If you read (and since you’re reading this, I’d say it’s a given), you’ve seen something about this book and author. They’ve been covered everywhere, from the New York Times (twice: in the book review and the style sections) and Wall Street Journal to the Post, Huffpo, and Food and Wine. But amidst all of the talk of audacity, hard knocks, soul less kitchens and fried zucchini, something else popped out at me. See if you can catch it in this excerpt from the WSJ piece below:
“Chef-owner of the popular East Village bistro Prune, she [Hamilton] loathes the New York City farmers markets. A cook who never wanted to become a chef, she is appalled by her female colleagues and hates the very need to qualify chef with the word woman. A committed lesbian, she is married to a man—an older Italian doctor—but refuses to live with him for seven years despite their having two children together.”
No, it’s not the bit about the farmers markets. Three questions: 1) What exactly is a “committed lesbian”? 2) Why would a “committed lesbian” be married to a man? 3) Is anyone surprised this article was written by a man?
Let’s tackle #3 first: no.
Now, what is a committed lesbian? It sounds either like an institutionalized lesbian or a lesbian in a committed lesbian relationship and neither would be the case here. She is apparently committed to her husband in some capacity so maybe a committed lesbian is just a lesbian committed to someone…or something. Or, perhaps a “committed lesbian” is committed (or dedicated, devoted, faithful) to lesbianism.
I can’t figure out how that would be different from your plain jane “lesbian” but I’m also having trouble wrapping my head around how that would accurately define Hamilton who seems to be living in a much more nuanced map of desire and commitments than that label, and the below, would imply.
“‘Some years ago I came to possess, of all things, a husband,’ Ms. Hamilton once wrote. ‘People who know me well are still scratching their heads about this.’ Before her marriage to Dr. Fuortes, after all, most of her romantic relationships had been with women. That said, she and Dr. Fuortes do not live together, and their union seems to have reached an endpoint. ‘We’re still married, technically, but we’re going to work that out,’ Ms. Hamilton said.”
Now, maybe Hamilton defines herself as a “committed lesbian” and then, so be it, everyone has the right to define themselves even if it causes others to scratch their heads but my guess is this was the writer’s doing who felt he somehow needed to define her and carry on a very attention-grabbing opening paragraph.
As for #2 why would a “committed lesbian” be married to a man?
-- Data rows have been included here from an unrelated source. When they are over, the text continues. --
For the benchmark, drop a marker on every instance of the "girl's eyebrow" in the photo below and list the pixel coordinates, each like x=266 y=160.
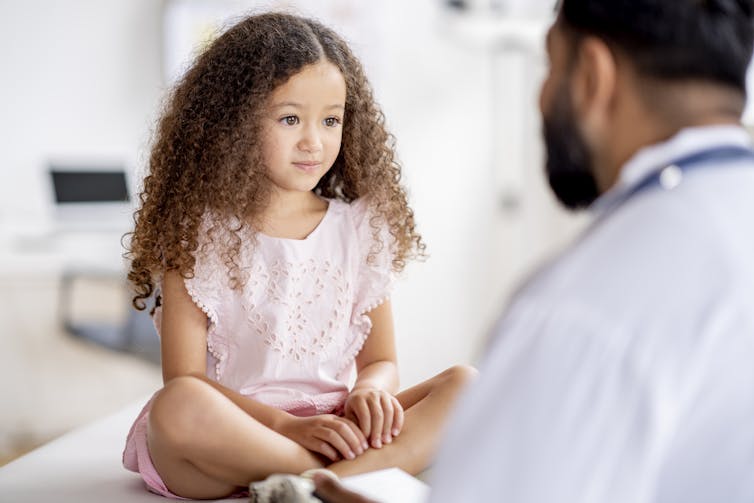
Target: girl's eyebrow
x=298 y=105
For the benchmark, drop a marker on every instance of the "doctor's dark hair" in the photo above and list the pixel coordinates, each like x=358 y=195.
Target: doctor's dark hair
x=672 y=39
x=206 y=155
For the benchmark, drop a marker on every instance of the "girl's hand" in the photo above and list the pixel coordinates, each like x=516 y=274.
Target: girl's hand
x=332 y=436
x=378 y=414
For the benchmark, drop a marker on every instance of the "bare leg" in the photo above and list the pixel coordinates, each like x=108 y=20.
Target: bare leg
x=427 y=406
x=205 y=447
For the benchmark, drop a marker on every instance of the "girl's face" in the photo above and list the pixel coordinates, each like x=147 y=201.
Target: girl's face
x=303 y=127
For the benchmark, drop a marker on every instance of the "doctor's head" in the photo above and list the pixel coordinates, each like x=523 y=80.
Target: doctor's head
x=627 y=73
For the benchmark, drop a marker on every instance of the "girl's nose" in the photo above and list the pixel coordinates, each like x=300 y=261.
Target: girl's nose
x=310 y=141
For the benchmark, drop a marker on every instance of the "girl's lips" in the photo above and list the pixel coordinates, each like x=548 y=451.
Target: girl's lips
x=307 y=166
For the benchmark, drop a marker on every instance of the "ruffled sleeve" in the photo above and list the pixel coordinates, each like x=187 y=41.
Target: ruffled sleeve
x=206 y=290
x=374 y=277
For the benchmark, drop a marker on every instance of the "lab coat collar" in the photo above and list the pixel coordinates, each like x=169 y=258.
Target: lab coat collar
x=655 y=157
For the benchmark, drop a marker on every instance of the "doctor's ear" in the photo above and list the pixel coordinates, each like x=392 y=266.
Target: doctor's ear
x=594 y=84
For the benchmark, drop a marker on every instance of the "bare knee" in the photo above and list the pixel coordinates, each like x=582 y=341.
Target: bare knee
x=458 y=376
x=179 y=411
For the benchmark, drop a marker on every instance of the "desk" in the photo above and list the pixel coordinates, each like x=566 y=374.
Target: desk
x=85 y=466
x=81 y=466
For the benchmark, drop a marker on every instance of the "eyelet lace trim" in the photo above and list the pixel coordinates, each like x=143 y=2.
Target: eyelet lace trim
x=297 y=289
x=362 y=326
x=217 y=349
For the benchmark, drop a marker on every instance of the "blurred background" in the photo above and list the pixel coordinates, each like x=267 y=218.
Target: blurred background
x=82 y=85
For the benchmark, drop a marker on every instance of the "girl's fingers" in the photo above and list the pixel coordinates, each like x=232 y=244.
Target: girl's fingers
x=364 y=417
x=321 y=446
x=397 y=417
x=352 y=435
x=386 y=403
x=377 y=424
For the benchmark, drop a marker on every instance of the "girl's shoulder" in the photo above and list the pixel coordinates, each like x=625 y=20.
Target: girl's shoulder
x=357 y=211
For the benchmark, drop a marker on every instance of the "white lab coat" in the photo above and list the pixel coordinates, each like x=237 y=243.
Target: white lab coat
x=624 y=371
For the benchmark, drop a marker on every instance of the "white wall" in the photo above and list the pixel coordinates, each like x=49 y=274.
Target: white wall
x=82 y=80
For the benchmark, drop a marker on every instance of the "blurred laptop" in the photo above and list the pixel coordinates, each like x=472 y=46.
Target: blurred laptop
x=90 y=198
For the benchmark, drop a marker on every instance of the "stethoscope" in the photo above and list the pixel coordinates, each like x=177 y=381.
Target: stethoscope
x=671 y=175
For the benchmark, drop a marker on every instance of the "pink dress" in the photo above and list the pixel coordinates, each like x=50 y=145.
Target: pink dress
x=289 y=337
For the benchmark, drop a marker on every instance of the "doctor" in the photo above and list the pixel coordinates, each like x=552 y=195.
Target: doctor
x=624 y=370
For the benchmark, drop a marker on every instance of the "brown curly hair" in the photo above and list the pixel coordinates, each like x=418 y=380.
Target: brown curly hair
x=206 y=153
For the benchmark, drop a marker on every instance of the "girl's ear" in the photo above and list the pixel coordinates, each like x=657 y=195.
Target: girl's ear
x=594 y=86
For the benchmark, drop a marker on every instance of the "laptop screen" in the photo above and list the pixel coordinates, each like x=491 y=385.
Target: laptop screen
x=73 y=186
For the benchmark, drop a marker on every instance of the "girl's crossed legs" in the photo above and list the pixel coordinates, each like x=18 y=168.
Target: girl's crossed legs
x=205 y=447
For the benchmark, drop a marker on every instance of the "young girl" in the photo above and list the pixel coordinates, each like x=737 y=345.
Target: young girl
x=271 y=224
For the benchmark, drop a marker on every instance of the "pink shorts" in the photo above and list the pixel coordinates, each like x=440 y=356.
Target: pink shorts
x=136 y=457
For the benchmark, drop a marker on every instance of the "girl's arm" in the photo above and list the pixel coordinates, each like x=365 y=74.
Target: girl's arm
x=184 y=353
x=372 y=403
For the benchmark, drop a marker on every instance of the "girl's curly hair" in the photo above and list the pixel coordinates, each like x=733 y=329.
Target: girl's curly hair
x=206 y=154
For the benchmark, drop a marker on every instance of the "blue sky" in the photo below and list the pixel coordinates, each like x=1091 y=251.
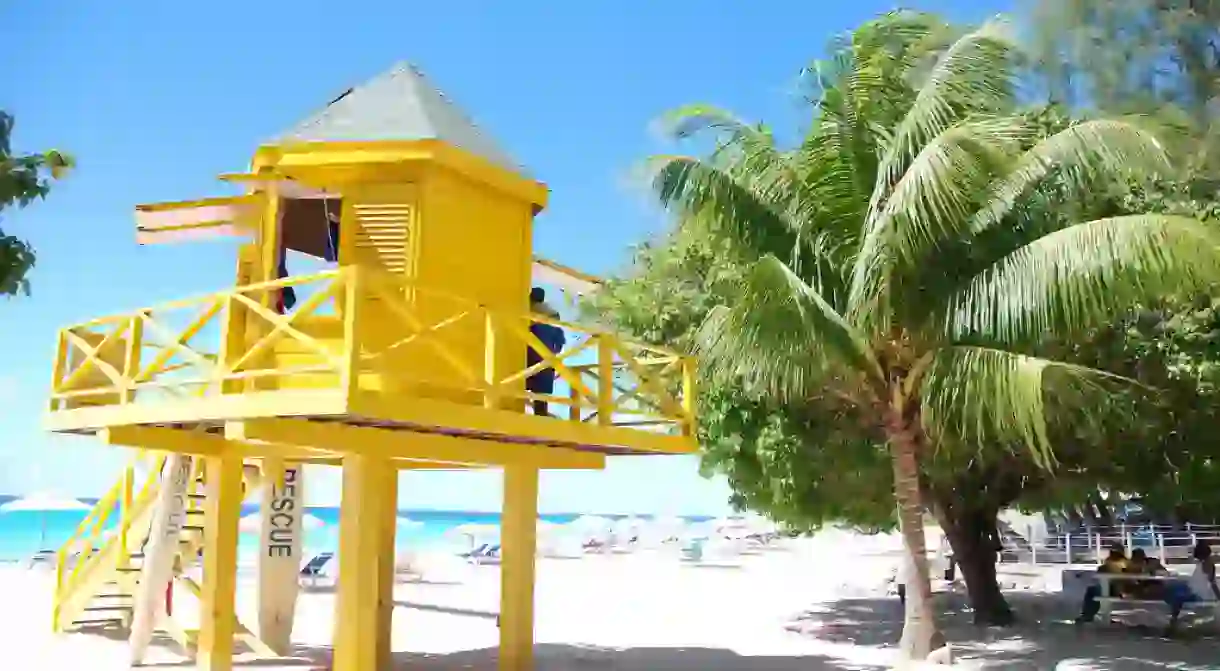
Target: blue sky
x=157 y=98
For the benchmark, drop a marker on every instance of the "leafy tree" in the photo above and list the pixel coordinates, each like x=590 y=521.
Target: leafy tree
x=896 y=261
x=23 y=178
x=1121 y=56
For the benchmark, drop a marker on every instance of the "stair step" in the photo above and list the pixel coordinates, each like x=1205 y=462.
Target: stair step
x=88 y=621
x=104 y=609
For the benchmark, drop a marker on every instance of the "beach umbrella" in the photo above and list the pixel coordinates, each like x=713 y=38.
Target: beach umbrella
x=476 y=531
x=253 y=522
x=44 y=503
x=592 y=523
x=406 y=522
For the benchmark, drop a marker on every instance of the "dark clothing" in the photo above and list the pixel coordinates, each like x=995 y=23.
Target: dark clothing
x=287 y=298
x=1091 y=606
x=543 y=382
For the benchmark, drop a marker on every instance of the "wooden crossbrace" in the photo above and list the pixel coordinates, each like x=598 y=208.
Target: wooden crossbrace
x=177 y=343
x=394 y=305
x=93 y=356
x=283 y=326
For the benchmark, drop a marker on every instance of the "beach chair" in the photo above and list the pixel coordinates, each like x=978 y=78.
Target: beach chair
x=42 y=556
x=486 y=553
x=312 y=569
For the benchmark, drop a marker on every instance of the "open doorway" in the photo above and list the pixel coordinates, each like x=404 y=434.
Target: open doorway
x=309 y=240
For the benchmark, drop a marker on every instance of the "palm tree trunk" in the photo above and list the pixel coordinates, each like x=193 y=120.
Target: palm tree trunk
x=920 y=632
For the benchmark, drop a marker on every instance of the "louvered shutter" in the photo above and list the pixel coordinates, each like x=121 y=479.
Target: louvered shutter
x=382 y=220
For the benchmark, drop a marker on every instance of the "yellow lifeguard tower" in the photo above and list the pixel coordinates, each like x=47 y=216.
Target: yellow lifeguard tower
x=410 y=353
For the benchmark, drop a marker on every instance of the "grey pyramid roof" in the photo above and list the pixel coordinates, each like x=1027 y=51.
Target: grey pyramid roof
x=400 y=104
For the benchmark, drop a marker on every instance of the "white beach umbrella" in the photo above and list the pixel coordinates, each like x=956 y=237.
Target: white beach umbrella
x=476 y=531
x=253 y=522
x=43 y=502
x=627 y=526
x=592 y=523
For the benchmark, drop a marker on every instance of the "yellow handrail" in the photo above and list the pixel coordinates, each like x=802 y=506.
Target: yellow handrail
x=92 y=530
x=661 y=393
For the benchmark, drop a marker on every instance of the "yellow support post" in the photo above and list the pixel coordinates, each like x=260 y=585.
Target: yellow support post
x=519 y=543
x=365 y=600
x=387 y=514
x=217 y=603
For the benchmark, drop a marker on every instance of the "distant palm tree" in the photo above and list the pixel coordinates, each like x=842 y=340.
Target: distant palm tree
x=23 y=178
x=911 y=249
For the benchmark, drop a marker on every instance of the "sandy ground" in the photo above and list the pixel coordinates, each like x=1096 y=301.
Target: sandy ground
x=820 y=604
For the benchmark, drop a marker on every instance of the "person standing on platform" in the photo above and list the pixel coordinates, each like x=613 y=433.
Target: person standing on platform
x=552 y=337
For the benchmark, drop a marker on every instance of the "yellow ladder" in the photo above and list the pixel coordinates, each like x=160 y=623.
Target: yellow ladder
x=98 y=571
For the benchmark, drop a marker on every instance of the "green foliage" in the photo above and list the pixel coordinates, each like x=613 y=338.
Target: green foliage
x=802 y=465
x=23 y=178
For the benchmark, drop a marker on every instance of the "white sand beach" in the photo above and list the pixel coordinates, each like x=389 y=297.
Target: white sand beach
x=804 y=606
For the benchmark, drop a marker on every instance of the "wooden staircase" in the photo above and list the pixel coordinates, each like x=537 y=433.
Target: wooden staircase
x=99 y=570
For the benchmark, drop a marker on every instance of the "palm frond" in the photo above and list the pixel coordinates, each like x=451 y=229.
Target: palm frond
x=983 y=395
x=782 y=337
x=1080 y=155
x=1081 y=276
x=972 y=76
x=732 y=203
x=927 y=208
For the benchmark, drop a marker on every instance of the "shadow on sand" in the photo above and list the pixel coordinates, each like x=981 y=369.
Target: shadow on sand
x=858 y=635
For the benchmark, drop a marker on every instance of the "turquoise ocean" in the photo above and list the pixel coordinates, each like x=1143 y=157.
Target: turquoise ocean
x=25 y=532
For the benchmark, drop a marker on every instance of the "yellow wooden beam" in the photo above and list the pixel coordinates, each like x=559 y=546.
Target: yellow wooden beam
x=506 y=422
x=365 y=598
x=236 y=406
x=201 y=444
x=519 y=539
x=403 y=464
x=406 y=444
x=218 y=603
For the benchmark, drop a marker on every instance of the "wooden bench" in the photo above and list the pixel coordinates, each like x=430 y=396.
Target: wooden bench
x=1104 y=582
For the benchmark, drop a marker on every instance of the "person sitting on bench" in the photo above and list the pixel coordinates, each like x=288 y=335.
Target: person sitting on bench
x=552 y=337
x=1199 y=587
x=1114 y=563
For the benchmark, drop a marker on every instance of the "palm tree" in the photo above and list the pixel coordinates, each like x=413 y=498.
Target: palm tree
x=23 y=178
x=908 y=254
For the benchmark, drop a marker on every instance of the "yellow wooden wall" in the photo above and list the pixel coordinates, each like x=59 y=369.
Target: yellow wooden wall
x=465 y=245
x=473 y=242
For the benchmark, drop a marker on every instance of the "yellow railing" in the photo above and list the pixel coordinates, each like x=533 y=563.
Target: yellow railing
x=76 y=556
x=195 y=347
x=354 y=322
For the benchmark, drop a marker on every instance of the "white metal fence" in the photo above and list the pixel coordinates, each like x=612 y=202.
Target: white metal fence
x=1088 y=545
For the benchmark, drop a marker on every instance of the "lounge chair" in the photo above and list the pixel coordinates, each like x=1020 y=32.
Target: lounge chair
x=43 y=556
x=486 y=553
x=314 y=567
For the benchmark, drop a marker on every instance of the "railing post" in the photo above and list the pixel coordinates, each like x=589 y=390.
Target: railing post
x=353 y=283
x=605 y=380
x=60 y=367
x=689 y=393
x=491 y=365
x=574 y=398
x=132 y=358
x=125 y=508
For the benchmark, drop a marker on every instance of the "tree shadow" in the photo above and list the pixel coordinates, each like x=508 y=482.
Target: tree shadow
x=1044 y=637
x=550 y=656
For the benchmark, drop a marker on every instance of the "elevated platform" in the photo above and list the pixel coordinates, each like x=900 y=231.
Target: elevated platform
x=364 y=350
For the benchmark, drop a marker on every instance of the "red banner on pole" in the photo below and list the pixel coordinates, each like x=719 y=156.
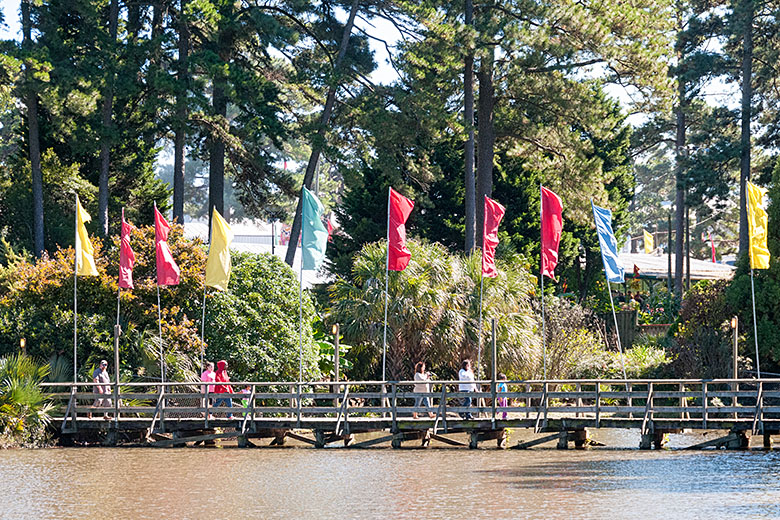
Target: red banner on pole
x=167 y=270
x=494 y=212
x=126 y=256
x=552 y=224
x=398 y=212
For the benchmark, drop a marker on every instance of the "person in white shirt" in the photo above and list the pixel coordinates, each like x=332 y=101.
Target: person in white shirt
x=421 y=375
x=466 y=376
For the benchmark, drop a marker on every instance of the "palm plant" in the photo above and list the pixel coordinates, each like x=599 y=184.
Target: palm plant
x=24 y=407
x=433 y=310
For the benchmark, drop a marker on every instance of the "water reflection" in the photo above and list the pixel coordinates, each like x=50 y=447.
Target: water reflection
x=385 y=483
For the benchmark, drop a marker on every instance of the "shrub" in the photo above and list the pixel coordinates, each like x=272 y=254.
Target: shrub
x=254 y=324
x=702 y=346
x=24 y=408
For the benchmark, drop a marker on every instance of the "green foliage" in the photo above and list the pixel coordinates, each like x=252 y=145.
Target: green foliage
x=24 y=407
x=702 y=347
x=659 y=306
x=255 y=325
x=767 y=286
x=433 y=313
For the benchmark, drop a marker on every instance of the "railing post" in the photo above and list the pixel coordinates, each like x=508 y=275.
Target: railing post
x=252 y=404
x=704 y=404
x=394 y=407
x=117 y=333
x=598 y=403
x=208 y=407
x=162 y=408
x=578 y=389
x=299 y=386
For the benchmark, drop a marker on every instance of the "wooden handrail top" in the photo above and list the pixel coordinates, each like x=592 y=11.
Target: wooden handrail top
x=390 y=384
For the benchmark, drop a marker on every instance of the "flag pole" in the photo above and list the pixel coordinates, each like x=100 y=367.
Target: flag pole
x=753 y=297
x=119 y=285
x=541 y=278
x=75 y=293
x=617 y=331
x=300 y=305
x=203 y=330
x=755 y=326
x=159 y=316
x=203 y=315
x=479 y=342
x=387 y=276
x=159 y=328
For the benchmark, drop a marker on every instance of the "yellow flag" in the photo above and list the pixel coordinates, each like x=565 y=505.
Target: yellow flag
x=85 y=253
x=758 y=224
x=218 y=264
x=649 y=243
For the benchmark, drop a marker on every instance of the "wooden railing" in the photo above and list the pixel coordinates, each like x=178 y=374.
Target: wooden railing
x=637 y=403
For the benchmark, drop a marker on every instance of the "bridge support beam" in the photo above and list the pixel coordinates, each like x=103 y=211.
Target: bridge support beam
x=477 y=436
x=578 y=437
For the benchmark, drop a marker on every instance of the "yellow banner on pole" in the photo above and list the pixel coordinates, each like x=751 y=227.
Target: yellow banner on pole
x=649 y=243
x=758 y=223
x=85 y=253
x=218 y=263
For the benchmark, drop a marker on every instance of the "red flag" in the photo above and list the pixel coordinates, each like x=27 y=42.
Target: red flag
x=712 y=243
x=552 y=224
x=167 y=270
x=494 y=212
x=398 y=255
x=126 y=256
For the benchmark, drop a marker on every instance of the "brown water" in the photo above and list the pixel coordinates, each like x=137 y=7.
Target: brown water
x=293 y=483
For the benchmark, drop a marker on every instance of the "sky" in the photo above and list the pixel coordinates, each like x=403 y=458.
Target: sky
x=717 y=92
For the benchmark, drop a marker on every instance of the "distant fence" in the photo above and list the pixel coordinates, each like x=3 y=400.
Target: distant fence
x=700 y=404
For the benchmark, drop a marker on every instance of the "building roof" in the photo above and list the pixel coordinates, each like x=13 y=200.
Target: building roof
x=657 y=267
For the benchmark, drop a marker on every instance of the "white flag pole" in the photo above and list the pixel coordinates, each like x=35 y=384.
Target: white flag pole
x=753 y=295
x=119 y=285
x=617 y=331
x=203 y=331
x=75 y=294
x=203 y=315
x=387 y=275
x=541 y=278
x=159 y=312
x=611 y=301
x=300 y=301
x=481 y=282
x=755 y=326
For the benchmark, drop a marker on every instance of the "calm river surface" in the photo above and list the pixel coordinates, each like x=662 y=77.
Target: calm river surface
x=300 y=483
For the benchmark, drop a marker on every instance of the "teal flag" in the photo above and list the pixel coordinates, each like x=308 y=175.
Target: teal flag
x=314 y=236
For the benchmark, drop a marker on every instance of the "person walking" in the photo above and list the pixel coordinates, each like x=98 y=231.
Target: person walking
x=222 y=376
x=422 y=388
x=466 y=376
x=208 y=376
x=101 y=379
x=502 y=389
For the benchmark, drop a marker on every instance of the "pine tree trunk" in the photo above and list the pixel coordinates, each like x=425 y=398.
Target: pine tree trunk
x=486 y=138
x=317 y=142
x=679 y=204
x=468 y=114
x=34 y=144
x=105 y=142
x=180 y=132
x=747 y=98
x=217 y=154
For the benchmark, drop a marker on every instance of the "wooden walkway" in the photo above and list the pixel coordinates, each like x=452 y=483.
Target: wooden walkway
x=320 y=413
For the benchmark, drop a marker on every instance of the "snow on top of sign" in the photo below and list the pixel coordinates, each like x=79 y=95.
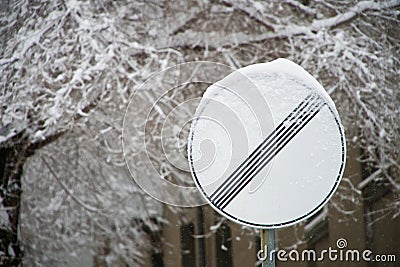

A “committed lesbian” wouldn’t be—they’re dedicated, devoted, and faithful!—but a lesbian might be if the guy needed a green card, and if you read between the lines that sounds like the case here. Though those two children—not one, two!—implies a more intimate relationship, at least at one point. But, who cares? Hamilton’s intimate life is her own business and I quite like her spirit:
“I’m going to eat foie gras,” she said. “I’m going to have sex with whoever I want to have sex with. I don’t want politics to deny me these experiences. And I’m not having them every day. So it’s not rapacious or gluttonous. Please.”
Why should it matter if it’s rapacious or gluttonous? Anyway, what irks me is the need to label. To me, this “committed lesbian” business exemplifies just how difficult it is to do accurately and how ridiculous it often is to try at all.
Someone in our reading group once said that she determines a lesbian by who she bequeaths her estate. If the partner gets the money, lesbian. If the partner gets cut out, not lesbian. It all comes down to money.
What do you think? Any other definitions?